Regarding the tags, if you are still working with a draft, you may have sections that have not finished yet. In this case you can tag that section by setting a tag to the branch. It looks like this:

***Heading for later :noexport:

Tags can be used for many other things but that is for another time. Another important setting you need to know is the H setting. This controls how many levels of your document becomes a heading. Most likely you do not want deeper levels than 3. In Emacs, you can set the H value to treat only those top levels as headings. By default Emacs will treat all lower levels as list items.

#+options: H: 3 toc: 2

Since we are on the subject of headers, you may want to have a table of contents. In the example above the level of the toc is set to 2. This makes Emacs create a toc with level 2, while adding three levels of headings in the document.

The most common cases

Exporting to ODT

When you want to use ODT as the output format, you simple hit C-c C-e, a new buffer shows up and you can choose any of the red options. In the case of ODT you will choose ‘o’ and then ‘o’ to export it. Or you can choose a capital ‘O’ the second time to see your result.

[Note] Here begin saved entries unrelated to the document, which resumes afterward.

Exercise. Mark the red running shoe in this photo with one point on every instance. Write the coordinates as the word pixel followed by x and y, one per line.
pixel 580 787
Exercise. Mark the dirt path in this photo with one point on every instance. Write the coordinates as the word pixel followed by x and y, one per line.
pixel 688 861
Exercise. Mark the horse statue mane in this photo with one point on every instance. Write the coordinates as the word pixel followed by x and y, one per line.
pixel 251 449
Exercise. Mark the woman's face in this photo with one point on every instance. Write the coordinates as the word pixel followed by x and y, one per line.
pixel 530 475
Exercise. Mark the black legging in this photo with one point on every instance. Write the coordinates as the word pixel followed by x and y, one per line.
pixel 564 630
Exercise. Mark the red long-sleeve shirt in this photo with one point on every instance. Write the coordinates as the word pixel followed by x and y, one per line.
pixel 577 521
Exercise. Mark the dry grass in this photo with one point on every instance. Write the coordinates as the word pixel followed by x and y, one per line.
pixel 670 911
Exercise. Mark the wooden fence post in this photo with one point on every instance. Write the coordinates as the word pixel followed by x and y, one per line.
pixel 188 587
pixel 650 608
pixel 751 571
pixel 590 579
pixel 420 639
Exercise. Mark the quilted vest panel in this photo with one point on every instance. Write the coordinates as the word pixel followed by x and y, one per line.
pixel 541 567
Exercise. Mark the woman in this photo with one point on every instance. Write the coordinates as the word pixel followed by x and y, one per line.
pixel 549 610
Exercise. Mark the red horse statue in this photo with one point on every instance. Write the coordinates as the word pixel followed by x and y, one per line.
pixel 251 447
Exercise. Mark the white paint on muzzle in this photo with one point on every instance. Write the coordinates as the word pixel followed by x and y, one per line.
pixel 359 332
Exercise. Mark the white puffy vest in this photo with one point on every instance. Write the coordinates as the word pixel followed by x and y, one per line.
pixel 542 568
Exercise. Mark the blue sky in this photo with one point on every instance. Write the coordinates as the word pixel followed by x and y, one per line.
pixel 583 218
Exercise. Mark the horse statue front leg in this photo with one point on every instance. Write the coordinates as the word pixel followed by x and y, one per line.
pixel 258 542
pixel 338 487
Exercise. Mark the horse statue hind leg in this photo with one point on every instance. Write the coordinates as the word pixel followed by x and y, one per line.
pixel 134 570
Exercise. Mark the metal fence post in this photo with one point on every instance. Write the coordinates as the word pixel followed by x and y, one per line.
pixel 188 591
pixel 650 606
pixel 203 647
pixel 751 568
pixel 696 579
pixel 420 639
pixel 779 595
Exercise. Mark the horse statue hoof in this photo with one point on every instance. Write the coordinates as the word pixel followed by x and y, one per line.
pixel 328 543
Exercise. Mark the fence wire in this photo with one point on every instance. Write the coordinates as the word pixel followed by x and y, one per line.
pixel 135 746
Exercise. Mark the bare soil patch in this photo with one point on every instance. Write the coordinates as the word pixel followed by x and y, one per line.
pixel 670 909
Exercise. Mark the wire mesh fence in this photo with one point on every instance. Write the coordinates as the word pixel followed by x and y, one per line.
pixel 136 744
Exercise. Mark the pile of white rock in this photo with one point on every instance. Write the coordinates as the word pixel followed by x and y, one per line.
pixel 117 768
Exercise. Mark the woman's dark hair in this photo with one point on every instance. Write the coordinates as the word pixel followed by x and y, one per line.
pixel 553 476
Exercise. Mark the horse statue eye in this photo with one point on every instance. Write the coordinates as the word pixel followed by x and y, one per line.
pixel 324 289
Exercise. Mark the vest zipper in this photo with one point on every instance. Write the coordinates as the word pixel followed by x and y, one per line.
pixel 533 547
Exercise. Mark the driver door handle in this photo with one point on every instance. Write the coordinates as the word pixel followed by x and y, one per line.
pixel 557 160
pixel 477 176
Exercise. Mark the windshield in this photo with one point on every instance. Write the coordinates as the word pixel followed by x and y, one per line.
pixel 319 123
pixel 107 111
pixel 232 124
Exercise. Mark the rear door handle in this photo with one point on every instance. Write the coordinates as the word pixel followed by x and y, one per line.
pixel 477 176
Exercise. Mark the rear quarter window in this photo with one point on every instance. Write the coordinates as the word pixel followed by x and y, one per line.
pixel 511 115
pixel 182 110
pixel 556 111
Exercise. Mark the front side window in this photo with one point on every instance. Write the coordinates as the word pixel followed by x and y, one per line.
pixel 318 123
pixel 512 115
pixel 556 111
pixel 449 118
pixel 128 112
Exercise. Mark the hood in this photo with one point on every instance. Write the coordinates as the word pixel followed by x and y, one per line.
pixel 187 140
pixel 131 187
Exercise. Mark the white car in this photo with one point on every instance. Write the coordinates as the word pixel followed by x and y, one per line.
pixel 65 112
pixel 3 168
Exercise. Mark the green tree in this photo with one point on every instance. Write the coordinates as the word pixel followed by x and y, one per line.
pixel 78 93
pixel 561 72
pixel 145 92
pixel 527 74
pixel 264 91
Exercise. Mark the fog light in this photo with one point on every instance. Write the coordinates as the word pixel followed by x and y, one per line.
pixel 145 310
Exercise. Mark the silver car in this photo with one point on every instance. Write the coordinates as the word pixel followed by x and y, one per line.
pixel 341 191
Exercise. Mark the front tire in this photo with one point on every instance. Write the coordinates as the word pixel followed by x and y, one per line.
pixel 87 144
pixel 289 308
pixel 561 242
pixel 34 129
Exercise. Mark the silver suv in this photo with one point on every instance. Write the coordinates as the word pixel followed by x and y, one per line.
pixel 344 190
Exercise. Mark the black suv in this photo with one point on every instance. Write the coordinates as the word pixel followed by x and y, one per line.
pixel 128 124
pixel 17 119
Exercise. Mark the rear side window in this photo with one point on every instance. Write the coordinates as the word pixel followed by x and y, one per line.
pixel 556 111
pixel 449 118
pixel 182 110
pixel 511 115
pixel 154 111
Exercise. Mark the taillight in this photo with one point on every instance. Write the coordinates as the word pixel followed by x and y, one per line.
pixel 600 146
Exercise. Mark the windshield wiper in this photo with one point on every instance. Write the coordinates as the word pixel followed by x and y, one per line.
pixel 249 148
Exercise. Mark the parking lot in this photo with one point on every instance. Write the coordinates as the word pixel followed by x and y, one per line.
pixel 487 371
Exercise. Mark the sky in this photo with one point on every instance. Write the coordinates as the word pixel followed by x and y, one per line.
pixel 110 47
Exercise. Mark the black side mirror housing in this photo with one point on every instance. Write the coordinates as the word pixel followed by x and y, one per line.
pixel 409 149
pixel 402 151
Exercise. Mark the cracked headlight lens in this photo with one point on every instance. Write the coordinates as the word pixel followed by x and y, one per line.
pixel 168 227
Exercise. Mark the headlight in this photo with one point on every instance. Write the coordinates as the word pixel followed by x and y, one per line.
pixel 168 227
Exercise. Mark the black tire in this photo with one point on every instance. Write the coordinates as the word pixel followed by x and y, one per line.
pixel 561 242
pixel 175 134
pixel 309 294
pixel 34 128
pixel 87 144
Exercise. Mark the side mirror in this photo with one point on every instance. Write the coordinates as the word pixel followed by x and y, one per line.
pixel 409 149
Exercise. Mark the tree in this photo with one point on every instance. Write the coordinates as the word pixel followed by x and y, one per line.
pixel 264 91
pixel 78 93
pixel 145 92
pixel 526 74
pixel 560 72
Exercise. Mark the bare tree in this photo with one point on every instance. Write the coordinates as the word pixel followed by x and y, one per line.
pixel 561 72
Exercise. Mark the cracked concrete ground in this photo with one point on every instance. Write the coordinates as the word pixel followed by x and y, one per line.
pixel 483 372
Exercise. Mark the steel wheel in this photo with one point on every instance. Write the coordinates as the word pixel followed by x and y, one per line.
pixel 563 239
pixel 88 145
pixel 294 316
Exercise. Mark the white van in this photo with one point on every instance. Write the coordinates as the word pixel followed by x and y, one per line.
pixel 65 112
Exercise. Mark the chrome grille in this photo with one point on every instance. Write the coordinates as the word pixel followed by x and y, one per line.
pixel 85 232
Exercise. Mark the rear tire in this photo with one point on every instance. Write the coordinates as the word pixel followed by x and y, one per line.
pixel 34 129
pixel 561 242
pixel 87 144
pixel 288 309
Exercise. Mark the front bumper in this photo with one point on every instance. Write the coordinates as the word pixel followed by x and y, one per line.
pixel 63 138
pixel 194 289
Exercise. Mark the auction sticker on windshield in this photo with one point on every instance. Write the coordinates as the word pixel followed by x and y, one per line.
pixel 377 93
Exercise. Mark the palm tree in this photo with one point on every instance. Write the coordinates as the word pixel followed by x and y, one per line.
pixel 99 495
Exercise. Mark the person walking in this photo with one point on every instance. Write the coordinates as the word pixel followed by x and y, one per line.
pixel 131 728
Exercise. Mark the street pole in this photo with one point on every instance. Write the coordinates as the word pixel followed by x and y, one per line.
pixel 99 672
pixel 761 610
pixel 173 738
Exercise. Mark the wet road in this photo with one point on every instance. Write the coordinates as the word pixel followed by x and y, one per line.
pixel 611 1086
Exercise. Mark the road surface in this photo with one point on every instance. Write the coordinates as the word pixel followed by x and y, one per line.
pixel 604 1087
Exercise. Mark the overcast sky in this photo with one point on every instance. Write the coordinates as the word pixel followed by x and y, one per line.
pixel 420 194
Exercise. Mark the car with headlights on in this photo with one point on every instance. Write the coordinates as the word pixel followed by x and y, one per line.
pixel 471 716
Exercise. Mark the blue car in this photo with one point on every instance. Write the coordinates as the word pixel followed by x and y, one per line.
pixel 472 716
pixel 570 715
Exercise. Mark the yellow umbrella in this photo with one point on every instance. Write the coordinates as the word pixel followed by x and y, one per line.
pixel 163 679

This procedure is simple and looks similar for all formats but you have options. If you want to export to another format, docx is common then you need to set that. The value is org-odt-preferred-output-format. To set this you can either call customize-varaible with M-x or set it in your .emacs file.

setq  org-odt-preferred-output-format docx

There are many more formats to choose from in case you have other needs. Do not give up Emacs easily!

Exporting to PDF

When you want to export to PDF, you do the same thing. There is only one small oddity, it starts with latex. So the key chord goes ‘C-c C-e l p’ or the last one ‘O’ to open up a viewer to inspect your results. The reason PDF is under LATEX is that the formats were used by similar people historically. You can actually choose PDF for your ODT output. This can be useful if you always put out PDF. Since we are in the Latex realm, you may need Latex later, it is very common. You can export your document to a Latex buffer in Emacs, if there are things in Latex you are uncertain about you can use this as a trick to learn.

Exporting to HTML

Exporting to html follows the same pattern. With the addition that you can open in an Emacs buffer as well as your favourite web browser.

Combining with pandoc

If you have more formats you may want to export to, you need to combine Emacs with Pandoc. Pandoc converts documents of almost any kind. With Pandoc you can convert HTML to org-mode documents and this is only one of many functions. If you want to use it inside Emacs, find the pandoc package in the MELPA repositories.

Conclusion

Since you love Emacs, you will want to stick to it as much as possible. With the different options available you can both export and import many document formats. Thanks to this you can stay with your favorite editor.